Par Catherine Grandsard et Tobie Nathan
(« Un feu sans fumée. Conversation avec les djinns » in Sophie Houdard et Olivier Thiery, Humains, non-humains, Paris, La Découverte 2011, pages 350 à 358.)
« Il a créé l’homme d’argile sonnante comme la poterie
Et Il a créé les djinns de la flamme d’un feu sans fumée »
(Coran 55:14-15)
Imagine seulement, humain ; imagine que tout ce qui compose ton corps, l’eau que tu partages avec l’univers, cette eau dont tu es traversé, l’air qui est indispensable à ta survie et cette matière, comme de la glaise, qui te colle au sol et t’interdit l’élégance de l’oiseau — imagine que tout cela disparaisse et qu’il ne reste pour te constituer que le feu des passions… Le feu, oui ! Ce mouvement qui est seulement mouvement ; cette lueur qui n’est qu’intensité… Le feu seul, sans la matière qu’il consume, sans la chaleur qu’il produit… Peux-tu seulement imaginer un être qui serait ainsi fait du seul feu ? Le feu et rien d’autre, pas même la fumée qui nécessite la présence de l’air… Eh bien, humain, si tu sais imaginer cela, tu peux alors nous apercevoir…
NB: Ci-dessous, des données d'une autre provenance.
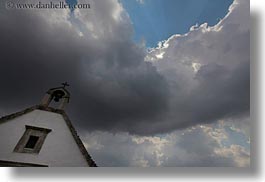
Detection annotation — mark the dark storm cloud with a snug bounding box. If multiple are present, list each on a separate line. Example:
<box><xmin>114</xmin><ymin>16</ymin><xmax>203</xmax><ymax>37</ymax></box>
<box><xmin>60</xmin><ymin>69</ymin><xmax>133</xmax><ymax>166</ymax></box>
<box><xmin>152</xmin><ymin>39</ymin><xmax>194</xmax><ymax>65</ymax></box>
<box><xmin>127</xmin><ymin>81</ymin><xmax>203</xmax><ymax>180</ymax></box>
<box><xmin>0</xmin><ymin>0</ymin><xmax>249</xmax><ymax>135</ymax></box>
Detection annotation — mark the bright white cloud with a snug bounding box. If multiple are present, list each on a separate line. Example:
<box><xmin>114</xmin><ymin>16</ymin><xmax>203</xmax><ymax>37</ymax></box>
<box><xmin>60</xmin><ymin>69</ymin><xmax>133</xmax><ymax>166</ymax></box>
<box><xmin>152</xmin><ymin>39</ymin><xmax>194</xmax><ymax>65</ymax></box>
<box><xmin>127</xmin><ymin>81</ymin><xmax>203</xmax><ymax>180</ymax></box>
<box><xmin>83</xmin><ymin>118</ymin><xmax>250</xmax><ymax>167</ymax></box>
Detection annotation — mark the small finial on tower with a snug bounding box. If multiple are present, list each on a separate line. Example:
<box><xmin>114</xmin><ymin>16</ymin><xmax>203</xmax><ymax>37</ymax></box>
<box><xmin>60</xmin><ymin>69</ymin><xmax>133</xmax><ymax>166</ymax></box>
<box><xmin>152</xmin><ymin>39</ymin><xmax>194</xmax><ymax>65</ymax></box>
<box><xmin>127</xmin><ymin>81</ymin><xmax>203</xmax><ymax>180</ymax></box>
<box><xmin>62</xmin><ymin>82</ymin><xmax>70</xmax><ymax>88</ymax></box>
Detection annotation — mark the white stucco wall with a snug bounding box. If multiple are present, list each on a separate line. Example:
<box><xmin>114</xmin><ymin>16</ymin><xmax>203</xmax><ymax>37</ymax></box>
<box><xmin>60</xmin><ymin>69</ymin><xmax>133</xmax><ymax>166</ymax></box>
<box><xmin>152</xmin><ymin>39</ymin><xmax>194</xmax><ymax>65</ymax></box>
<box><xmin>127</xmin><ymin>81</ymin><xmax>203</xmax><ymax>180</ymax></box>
<box><xmin>0</xmin><ymin>110</ymin><xmax>88</xmax><ymax>167</ymax></box>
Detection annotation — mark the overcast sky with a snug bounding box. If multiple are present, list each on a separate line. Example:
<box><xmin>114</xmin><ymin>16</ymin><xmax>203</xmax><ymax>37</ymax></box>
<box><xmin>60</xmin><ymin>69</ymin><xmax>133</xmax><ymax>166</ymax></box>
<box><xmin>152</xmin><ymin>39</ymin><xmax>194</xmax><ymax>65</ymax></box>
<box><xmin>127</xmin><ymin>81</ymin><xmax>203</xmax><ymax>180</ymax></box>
<box><xmin>0</xmin><ymin>0</ymin><xmax>248</xmax><ymax>167</ymax></box>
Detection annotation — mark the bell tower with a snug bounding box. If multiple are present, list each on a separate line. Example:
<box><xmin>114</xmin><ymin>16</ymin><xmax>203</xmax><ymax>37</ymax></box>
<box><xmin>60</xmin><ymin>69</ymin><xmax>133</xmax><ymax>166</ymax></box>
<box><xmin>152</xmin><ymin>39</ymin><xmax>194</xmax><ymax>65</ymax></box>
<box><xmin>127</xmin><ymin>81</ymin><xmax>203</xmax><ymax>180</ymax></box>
<box><xmin>40</xmin><ymin>82</ymin><xmax>70</xmax><ymax>110</ymax></box>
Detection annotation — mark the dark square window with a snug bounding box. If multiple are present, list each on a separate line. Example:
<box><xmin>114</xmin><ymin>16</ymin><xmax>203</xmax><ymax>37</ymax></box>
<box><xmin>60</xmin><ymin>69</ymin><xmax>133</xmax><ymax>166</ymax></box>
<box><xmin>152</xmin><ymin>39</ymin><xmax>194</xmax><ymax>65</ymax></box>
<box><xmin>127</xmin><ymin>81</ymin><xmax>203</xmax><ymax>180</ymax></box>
<box><xmin>25</xmin><ymin>135</ymin><xmax>39</xmax><ymax>149</ymax></box>
<box><xmin>14</xmin><ymin>125</ymin><xmax>52</xmax><ymax>154</ymax></box>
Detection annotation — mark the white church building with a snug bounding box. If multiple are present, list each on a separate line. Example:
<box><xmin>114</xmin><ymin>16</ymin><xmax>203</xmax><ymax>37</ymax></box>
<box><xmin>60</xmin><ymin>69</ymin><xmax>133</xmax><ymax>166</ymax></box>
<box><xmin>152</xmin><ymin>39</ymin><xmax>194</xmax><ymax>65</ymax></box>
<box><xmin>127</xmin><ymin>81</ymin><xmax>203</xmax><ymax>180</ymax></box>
<box><xmin>0</xmin><ymin>83</ymin><xmax>97</xmax><ymax>167</ymax></box>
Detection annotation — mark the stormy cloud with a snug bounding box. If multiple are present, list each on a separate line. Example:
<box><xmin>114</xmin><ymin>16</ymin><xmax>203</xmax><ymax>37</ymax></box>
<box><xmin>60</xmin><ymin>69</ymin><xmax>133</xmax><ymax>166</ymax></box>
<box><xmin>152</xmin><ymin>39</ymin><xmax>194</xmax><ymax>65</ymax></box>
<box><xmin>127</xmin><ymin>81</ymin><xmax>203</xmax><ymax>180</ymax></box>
<box><xmin>0</xmin><ymin>0</ymin><xmax>250</xmax><ymax>135</ymax></box>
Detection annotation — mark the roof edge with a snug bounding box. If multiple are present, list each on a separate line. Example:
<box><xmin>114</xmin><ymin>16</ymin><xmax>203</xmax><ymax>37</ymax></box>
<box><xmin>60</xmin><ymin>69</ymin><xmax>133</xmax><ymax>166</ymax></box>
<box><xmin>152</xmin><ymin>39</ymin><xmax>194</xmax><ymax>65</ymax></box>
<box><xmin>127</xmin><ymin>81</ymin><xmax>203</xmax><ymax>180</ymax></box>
<box><xmin>0</xmin><ymin>105</ymin><xmax>98</xmax><ymax>167</ymax></box>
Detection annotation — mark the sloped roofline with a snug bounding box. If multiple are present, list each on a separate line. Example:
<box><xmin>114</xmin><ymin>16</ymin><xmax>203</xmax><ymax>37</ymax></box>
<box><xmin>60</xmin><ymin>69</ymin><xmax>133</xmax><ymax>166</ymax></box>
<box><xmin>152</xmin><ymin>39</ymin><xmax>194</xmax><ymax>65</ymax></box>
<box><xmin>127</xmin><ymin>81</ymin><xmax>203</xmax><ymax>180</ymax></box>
<box><xmin>0</xmin><ymin>105</ymin><xmax>97</xmax><ymax>167</ymax></box>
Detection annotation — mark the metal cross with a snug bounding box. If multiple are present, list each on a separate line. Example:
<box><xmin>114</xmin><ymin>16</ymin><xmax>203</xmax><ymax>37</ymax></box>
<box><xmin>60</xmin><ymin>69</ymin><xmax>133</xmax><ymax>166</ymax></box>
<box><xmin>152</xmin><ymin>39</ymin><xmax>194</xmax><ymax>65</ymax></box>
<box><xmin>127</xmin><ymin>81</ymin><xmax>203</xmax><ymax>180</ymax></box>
<box><xmin>62</xmin><ymin>82</ymin><xmax>70</xmax><ymax>88</ymax></box>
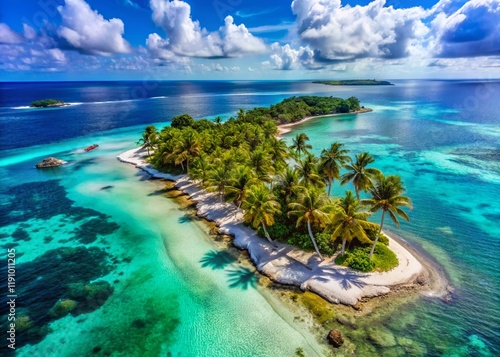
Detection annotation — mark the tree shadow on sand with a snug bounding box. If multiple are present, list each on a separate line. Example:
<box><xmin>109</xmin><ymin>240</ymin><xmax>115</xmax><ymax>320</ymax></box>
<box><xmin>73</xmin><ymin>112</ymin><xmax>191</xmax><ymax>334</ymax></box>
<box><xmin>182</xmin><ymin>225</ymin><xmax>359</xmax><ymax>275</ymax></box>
<box><xmin>315</xmin><ymin>268</ymin><xmax>366</xmax><ymax>290</ymax></box>
<box><xmin>200</xmin><ymin>250</ymin><xmax>236</xmax><ymax>270</ymax></box>
<box><xmin>178</xmin><ymin>213</ymin><xmax>194</xmax><ymax>223</ymax></box>
<box><xmin>227</xmin><ymin>267</ymin><xmax>257</xmax><ymax>290</ymax></box>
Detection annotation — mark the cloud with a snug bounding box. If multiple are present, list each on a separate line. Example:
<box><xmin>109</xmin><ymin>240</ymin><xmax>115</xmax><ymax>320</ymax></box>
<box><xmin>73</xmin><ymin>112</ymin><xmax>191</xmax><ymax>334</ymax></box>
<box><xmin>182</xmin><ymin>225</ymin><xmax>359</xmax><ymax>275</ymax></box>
<box><xmin>0</xmin><ymin>22</ymin><xmax>25</xmax><ymax>43</ymax></box>
<box><xmin>292</xmin><ymin>0</ymin><xmax>427</xmax><ymax>61</ymax></box>
<box><xmin>150</xmin><ymin>0</ymin><xmax>266</xmax><ymax>58</ymax></box>
<box><xmin>248</xmin><ymin>23</ymin><xmax>293</xmax><ymax>33</ymax></box>
<box><xmin>431</xmin><ymin>0</ymin><xmax>500</xmax><ymax>58</ymax></box>
<box><xmin>57</xmin><ymin>0</ymin><xmax>131</xmax><ymax>55</ymax></box>
<box><xmin>265</xmin><ymin>42</ymin><xmax>323</xmax><ymax>70</ymax></box>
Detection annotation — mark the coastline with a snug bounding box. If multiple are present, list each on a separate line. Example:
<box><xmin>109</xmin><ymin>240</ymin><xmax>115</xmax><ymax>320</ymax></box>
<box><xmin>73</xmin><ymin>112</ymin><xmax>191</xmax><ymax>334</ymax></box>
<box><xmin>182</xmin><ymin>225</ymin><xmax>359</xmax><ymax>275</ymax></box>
<box><xmin>117</xmin><ymin>148</ymin><xmax>449</xmax><ymax>306</ymax></box>
<box><xmin>278</xmin><ymin>108</ymin><xmax>373</xmax><ymax>136</ymax></box>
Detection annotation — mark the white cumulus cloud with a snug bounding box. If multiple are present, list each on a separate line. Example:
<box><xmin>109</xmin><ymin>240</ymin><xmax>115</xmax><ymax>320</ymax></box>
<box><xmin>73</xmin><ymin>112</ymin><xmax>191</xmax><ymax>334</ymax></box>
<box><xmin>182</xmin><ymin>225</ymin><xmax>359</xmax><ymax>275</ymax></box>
<box><xmin>0</xmin><ymin>22</ymin><xmax>24</xmax><ymax>44</ymax></box>
<box><xmin>430</xmin><ymin>0</ymin><xmax>500</xmax><ymax>58</ymax></box>
<box><xmin>57</xmin><ymin>0</ymin><xmax>131</xmax><ymax>55</ymax></box>
<box><xmin>292</xmin><ymin>0</ymin><xmax>428</xmax><ymax>61</ymax></box>
<box><xmin>150</xmin><ymin>0</ymin><xmax>266</xmax><ymax>58</ymax></box>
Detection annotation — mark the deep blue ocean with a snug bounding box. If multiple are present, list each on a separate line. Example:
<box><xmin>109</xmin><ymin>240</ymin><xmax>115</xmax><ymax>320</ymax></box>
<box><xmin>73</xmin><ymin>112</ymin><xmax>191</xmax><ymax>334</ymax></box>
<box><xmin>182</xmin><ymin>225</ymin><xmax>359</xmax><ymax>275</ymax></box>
<box><xmin>0</xmin><ymin>80</ymin><xmax>500</xmax><ymax>356</ymax></box>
Seuls quelques-uns parmi nous sont autorisés à les voir… Car si nous, les humains, sommes faits de matière et d’une multitude d’éléments assemblés, les djinns, invisibles étincelles, seraient à la fois sans consistance et unités indissociables, faits d’un élément unique, « flamme[s] d’un feu sans fumée », nous dit le Coran. Ils seraient feu sans combustible, fragments d’énergie pure… Nous savons qu’ils partagent le monde avec nous. Ils nous frôlent, nous regardent, commentent nos comportements… Quelquefois, on les entend rire. On entend leurs ébats sur les toits des maisons, les courses de leurs enfants dans les couloirs déserts. Ils nous évitent, aussi… Bien des humains ont été effrayés par eux, mais on les sait aussi craintifs. Ils redoutent la violence et souffrent de l’effroi. Ils sont légions, infinité grouillante de forces invisibles, de potentialités créatrices. Leur force est d’être libres de toute contrainte qui les lierait à l’existence matérielle. On imagine que c’est pour cette raison qu’ils ont reçu la création en héritage — le pouvoir de créer, plus précisément, de faire surgir les possibles. Ils sont début, initiation ; ils sont mouvement, vitalité, fertilité, invention… Princes de l’anarchie, on les prétend tapis à l’envers du décor, dans les lieux du désordre, — les espaces inhabités, les trous d’eau, les ruines antiques, les ordures, le sang des animaux de boucherie, les canalisations des maisons, le faîte des arbres… On sait aussi — c’est écrit ! — qu’ils disposent d’invisibles plantations qu’ils détestent voir piétinées. On imagine que leurs légumes y poussent à l’envers, les racines vers le ciel et les fleurs s’enfonçant dans les entrailles du sol.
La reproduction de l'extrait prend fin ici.